The initial volume, Aya, released in 2007, focuses on three teenage girlfriends--Aya, Bintou and Adjoua--growing up in Yop City, a working-class neighborhood of Abidjan on the Ivory Coast. Adjoua discovers she's pregnant and blames Bintou's rich boyfriend, resulting in a forced wedding; then, the baby is born looking very much like... someone else.
The sequel the following year, Aya of Yop City, has Aya continuing to study for college, lovingly tending Adjoua's child, teaching Bintou's gawky cousin to read so he can go to school, training the family maid to enter the local beauty contest, and discovering that her father has another wife and kids.
The third volume, Aya: The Secrets Come Out, published in hardcover in 2009, features the climactic Miss Youpougon Beauty Pageant, a number of fathers doing the wrong thing, and two gay friends planning an escape, ending in a multi-decker cliffhanger in which all the plot threads seem to be flying out of control.
All three of these original hardcovers were combined into a handsome, single-volume trade paperback, Aya: Life in Yop City ($24.95), the usual Drawn and Quarterly first-class production, and are now joined by a new paperback, Aya: Love in Yop City ($24.95), with three all-new installments of Aya's story.
Marguerite Abouet lived in Abidjan, Ivory Coast, for the first 12 years of her life, then moved to Paris, where she collaborates with her French illustrator husband, Clément Oubrerie, to bring the characters of her childhood to life.
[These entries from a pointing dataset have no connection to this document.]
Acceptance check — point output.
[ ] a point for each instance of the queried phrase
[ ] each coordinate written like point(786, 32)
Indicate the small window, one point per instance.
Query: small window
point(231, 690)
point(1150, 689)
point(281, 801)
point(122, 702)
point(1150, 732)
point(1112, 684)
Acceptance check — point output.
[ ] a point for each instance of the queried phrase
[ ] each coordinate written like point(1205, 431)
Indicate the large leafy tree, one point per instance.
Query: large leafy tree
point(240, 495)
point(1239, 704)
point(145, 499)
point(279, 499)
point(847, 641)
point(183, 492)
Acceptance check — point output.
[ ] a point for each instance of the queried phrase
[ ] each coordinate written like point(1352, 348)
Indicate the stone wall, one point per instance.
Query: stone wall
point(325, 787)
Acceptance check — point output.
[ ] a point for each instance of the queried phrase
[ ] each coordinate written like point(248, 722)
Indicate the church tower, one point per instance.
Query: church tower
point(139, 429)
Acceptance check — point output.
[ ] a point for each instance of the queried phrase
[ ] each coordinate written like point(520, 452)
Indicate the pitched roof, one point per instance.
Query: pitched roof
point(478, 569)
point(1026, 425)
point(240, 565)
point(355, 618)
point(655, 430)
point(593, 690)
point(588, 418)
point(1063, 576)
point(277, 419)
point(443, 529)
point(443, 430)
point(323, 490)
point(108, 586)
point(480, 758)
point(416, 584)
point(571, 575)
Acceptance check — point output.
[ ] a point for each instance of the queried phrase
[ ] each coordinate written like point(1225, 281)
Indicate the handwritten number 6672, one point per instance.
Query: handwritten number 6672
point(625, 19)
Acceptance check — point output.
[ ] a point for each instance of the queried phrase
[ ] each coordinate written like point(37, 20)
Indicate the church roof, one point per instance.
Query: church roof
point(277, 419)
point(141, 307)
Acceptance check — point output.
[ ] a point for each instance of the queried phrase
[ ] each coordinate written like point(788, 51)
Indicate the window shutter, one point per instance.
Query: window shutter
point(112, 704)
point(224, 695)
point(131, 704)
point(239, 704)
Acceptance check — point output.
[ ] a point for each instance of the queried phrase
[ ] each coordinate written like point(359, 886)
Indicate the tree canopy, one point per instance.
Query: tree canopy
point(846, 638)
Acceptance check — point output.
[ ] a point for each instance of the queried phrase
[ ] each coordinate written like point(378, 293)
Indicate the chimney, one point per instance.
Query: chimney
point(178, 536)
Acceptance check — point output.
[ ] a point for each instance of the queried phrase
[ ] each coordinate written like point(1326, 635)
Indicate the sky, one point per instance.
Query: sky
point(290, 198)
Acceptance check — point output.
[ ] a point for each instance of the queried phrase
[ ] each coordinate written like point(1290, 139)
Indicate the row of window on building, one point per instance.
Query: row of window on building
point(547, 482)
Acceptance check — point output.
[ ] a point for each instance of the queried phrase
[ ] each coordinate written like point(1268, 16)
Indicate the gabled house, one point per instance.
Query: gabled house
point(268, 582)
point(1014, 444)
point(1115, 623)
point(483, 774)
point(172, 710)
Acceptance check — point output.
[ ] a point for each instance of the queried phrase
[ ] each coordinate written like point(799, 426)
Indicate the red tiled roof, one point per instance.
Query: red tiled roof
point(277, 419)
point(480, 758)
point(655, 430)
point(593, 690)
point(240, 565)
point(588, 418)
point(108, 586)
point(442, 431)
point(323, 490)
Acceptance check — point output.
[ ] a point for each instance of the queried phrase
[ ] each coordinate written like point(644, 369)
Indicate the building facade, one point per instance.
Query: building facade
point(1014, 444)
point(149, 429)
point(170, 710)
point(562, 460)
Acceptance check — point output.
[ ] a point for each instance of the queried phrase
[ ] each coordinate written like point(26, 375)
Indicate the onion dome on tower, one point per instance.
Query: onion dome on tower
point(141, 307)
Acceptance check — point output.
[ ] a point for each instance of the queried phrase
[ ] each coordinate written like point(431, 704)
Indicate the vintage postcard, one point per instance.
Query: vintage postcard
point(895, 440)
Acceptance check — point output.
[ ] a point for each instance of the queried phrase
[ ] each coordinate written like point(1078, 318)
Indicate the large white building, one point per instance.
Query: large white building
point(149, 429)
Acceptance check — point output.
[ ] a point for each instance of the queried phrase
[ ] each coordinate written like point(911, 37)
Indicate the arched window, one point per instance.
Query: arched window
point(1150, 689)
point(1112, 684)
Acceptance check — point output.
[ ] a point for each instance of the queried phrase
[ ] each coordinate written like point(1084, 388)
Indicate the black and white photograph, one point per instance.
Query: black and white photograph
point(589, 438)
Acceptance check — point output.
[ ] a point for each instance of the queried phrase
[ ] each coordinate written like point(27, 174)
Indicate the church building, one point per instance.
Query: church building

This new collection plunges favorite characters into new dilemmas, bringing together unlikely allies and picking up more than a dozen previous plot threads--gay hairdresser Innocent is now a homeless immigrant in Paris; Bintou is stalking the powerful medical professor whose sexual advances Aya has rebuffed--all building to one of the series' trademark surprises. Abouet and Oubrerie are masters at teasing. Unidentified characters creep through the shadows of the Thousand Star Hotel, mistaking each other and discovering each other. The shenanigans are pure farce, brought to life with just enough reality.
Oubrerie's nimble, effortless drawing captures myriad facial expressions. Top that off with his luscious African color palette, and you have a teenage soap opera captured by art that occasionally opens up into full-page spreads ablaze with daring, dynamic colorwork.
Dozens of individualized characters crowd these pages--in particular, four very different young women embarking on their lives, complicated by well-meaning, misunderstanding parents with their own problems. Marguerite Abouet and Clement Oubrerie deliver a tale that's perpetually surprising and animated by genuinely likable characters--a domestic epic splattered with sun-scorched color. --Nick DiMartino, Nick's Picks, University Book Store, Seattle, Wash.